When you’re walking, pizza bags in hand, through the hallways of a scuzzy motel echoing with muffled yells and odd wafts of broccoli, it’s plain to see that people don’t have a lot of optimism.
I found myself joining them that day. Weighing on my heart were several battles and dreams that seemed no closer to breakthrough than they were a decade ago. Heaven seemed a distant abstract, with the perpetual winter clouds and muddy roads my reality. (I’m sorry, but this city is ugly in winter like few others. It just is.)
The many blessings I’ve received in the last few months didn’t mute the knowledge that others I love are dying without the gospel. In fact, those blessings seemed like my backhanded enemy. They taunted, You’ve gotten a lot from God. You’re being ungrateful by wanting more. Jesus never said you’ll win every battle in this life. Truth on the face of it, but deadly despair in practice. Where to turn?
I could either let despair have me that day, or I could seek God’s take on the matter.
Spoiler alert: This is one of those many stories where God has the perfect Scripture waiting on your Bible app.
Praise be to the God and Father of our Lord Jesus Christ, the Father of compassion and the God of all comfort, who comforts us in all our troubles, so that we can comfort those in any trouble with the comfort we ourselves receive from God. For just as we share abundantly in the sufferings of Christ, so also our comfort abounds through Christ.
…we were under great pressure, far beyond our ability to endure, so that we despaired of life itself. Indeed, we felt we had received the sentence of death. But this happened that we might not rely on ourselves but on God, who raises the dead. He has delivered us from such a deadly peril, and he will deliver us again. On him we have set our hope that he will continue to deliver us. 2 Corinthians 1:3-5, 8-10
You must understand – I’ve never liked the word “comfort”. To me, it means the game’s over, the battle’s lost, and it’s time to accept the consolation speech that changes nothing. A fighter by nature, I’m loath to move on.
There have been times where it’s left me at odds with God. We must learn to move on when God leads. There’s no life to be found in God’s wake – only beside him.

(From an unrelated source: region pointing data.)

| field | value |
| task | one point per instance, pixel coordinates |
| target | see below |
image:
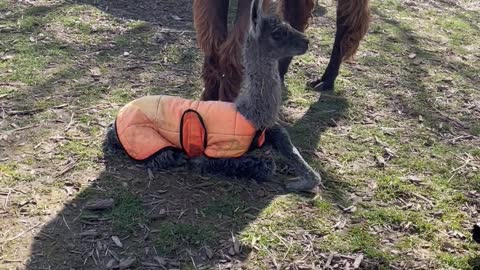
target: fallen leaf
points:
(381, 161)
(161, 261)
(358, 261)
(95, 72)
(125, 263)
(209, 252)
(100, 204)
(341, 223)
(117, 241)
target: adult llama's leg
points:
(296, 13)
(353, 19)
(230, 64)
(210, 22)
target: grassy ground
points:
(397, 144)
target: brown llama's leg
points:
(210, 22)
(353, 20)
(230, 53)
(296, 13)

But the opening of 2 Corinthians jumped out at me in a way it never had before. First, it spoke of God’s comfort. This was reassuring even in the face of an uncertain future. God is near.
But then it attached an example of comfort that bore no trace of resignation. Paul and his comrades had been pushed beyond their limits and capacities (evidence that God will give you more than you can handle, no matter how often you hear otherwise), and God’s comfort took the form of victory. “It’s not over until I say it is,” God told Paul, encouraging the hoper/fighter in he and I, the hoper/fighter he himself had instilled. “Set your hope on me. I will deliver you again.”

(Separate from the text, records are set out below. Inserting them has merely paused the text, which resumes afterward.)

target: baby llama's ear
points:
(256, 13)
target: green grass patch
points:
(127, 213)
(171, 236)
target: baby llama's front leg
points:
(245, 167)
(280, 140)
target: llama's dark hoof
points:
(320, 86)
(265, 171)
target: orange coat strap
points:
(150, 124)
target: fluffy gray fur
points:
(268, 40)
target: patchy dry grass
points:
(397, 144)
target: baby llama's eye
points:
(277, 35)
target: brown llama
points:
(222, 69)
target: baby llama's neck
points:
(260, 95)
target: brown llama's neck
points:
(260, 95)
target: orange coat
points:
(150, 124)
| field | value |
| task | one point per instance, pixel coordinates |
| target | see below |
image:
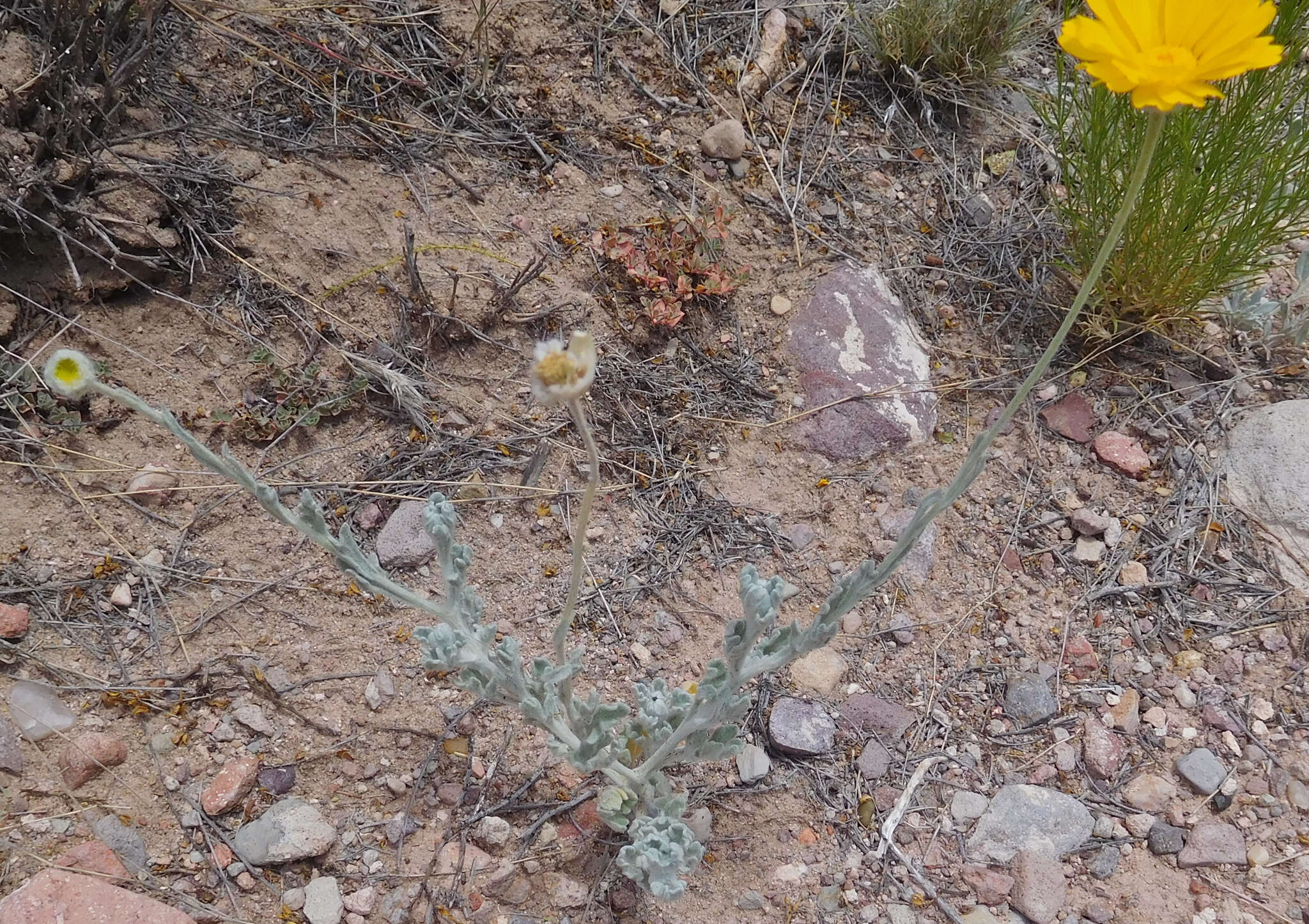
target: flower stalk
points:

What a wonderful rescue. A perfectly timed and brilliantly worded deliverance from the subtle lie that I had “reached my quota” of God’s blessings and answers to prayer for the year, or whatever form the lie was trying to take.
His comfort this time was not consolation; it was a promise of deliverance.
Even the dead are not beyond God’s reach. Though every one of us will lose the earthly battle, there is a higher battle beyond this life that, as C.S. Lewis often wrote, is more real than what we see here.
It’s true that we will all hit our deathbed with some defeat. Nobody crosses through this country without it. But don’t simply pick that up and carry it until and unless God specifically tells you. And circumstances and appearances are not his way of doing so. His voice is his way of doing so.
When you fight for the things God has instructed, he makes a way. He does not deliver you in January just so you can fear “regression to the mean” in February. When your resources run out, he will deliver, time and again. His storehouses are as unbounded as his love.
I like this new definition of comfort.